Magical happenings in the garden

I suppose you’ve heard about the biblical miracle of the loaves and the fishes?

And what about Jack’s magical beans? I’m sure you’ve heard something about that.

But the stupendous multiplying garlic plants in my garden this summer? You probably haven’t heard that one.

Garlic is a rather new arrival in our garden. I think this year’s harvest is our fourth.

We like growing it because, well, we like garlic. Also, it’s incredibly easy to grow. You dig rows of little holes in the fall, drop a clove of garlic in each one, cover them up and wait for spring, when plants start to grow.

At some point a shoot takes off from the middle of the plant, develops a bulge somewhere close to the end and grows into a curl. That’s called a garlic scape, and you have to cut them off once the curl is complete. Not only does doing that help the garlic plants grow better, but the scapes are good to eat — cut up in salads, cooked up in stir fries or even whizzed up in a food processor with olive oil and parmesan cheese, frozen into cubes and saved to add to soups and other dishes during the cold winter months.

We have a friend who grows garlic on his farm and were horrified to discover he was cutting off his scapes and throwing them in the bush.
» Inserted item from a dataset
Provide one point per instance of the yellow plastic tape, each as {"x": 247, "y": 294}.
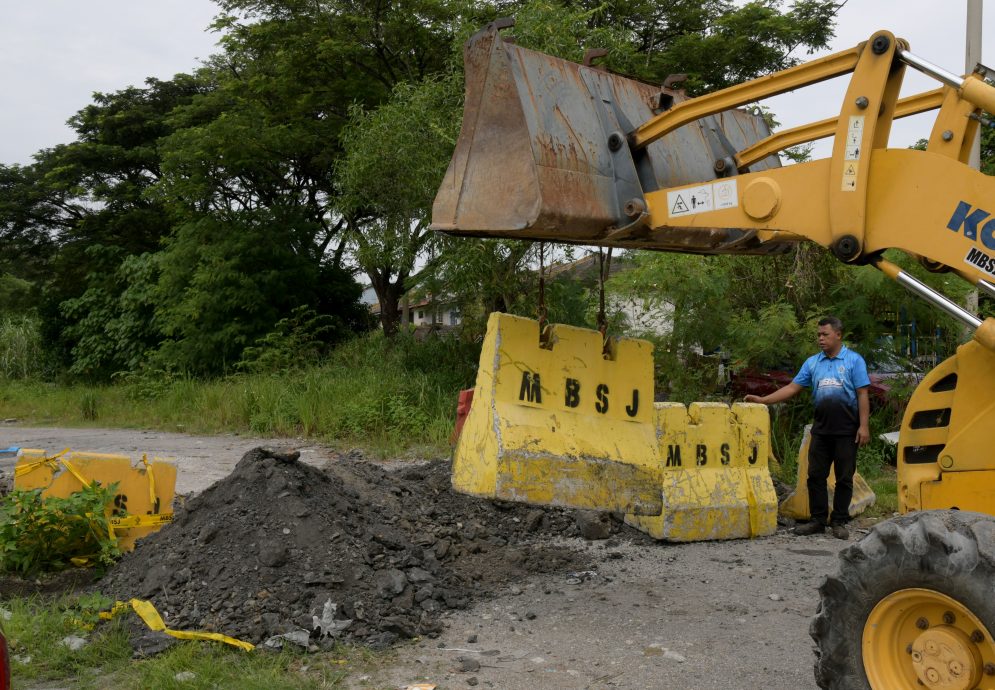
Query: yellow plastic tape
{"x": 25, "y": 467}
{"x": 147, "y": 612}
{"x": 126, "y": 521}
He’s now under strict orders to give us all his scapes — which he does.

Anyhow, garlic is my kind of garden project. Plant 48 garlic cloves in the fall and pull 48 garlic bulbs out of the ground the next summer.

Except this year.

This summer, after planting 48 garlic cloves last fall, we recently pulled 72 garlic bulbs out of the ground.

According to the woman who sells garlic at our farmers’ market, those bulges that develop on the scape contain a bunch of tear-drop shaped bulbils, that if planted will grow into small round garlic bulbs that aren’t divided into cloves. And now that she mentioned it, yes, a lot of this year’s extra garlic bulbs were small and round and weren’t divided into cloves.

Even though we thought we had dutifully collected all our scapes, we must have missed some or dropped them on the ground.

So that’s the scientific explanation for what happened. I prefer to tell anyone who will listen about our August garlic miracle.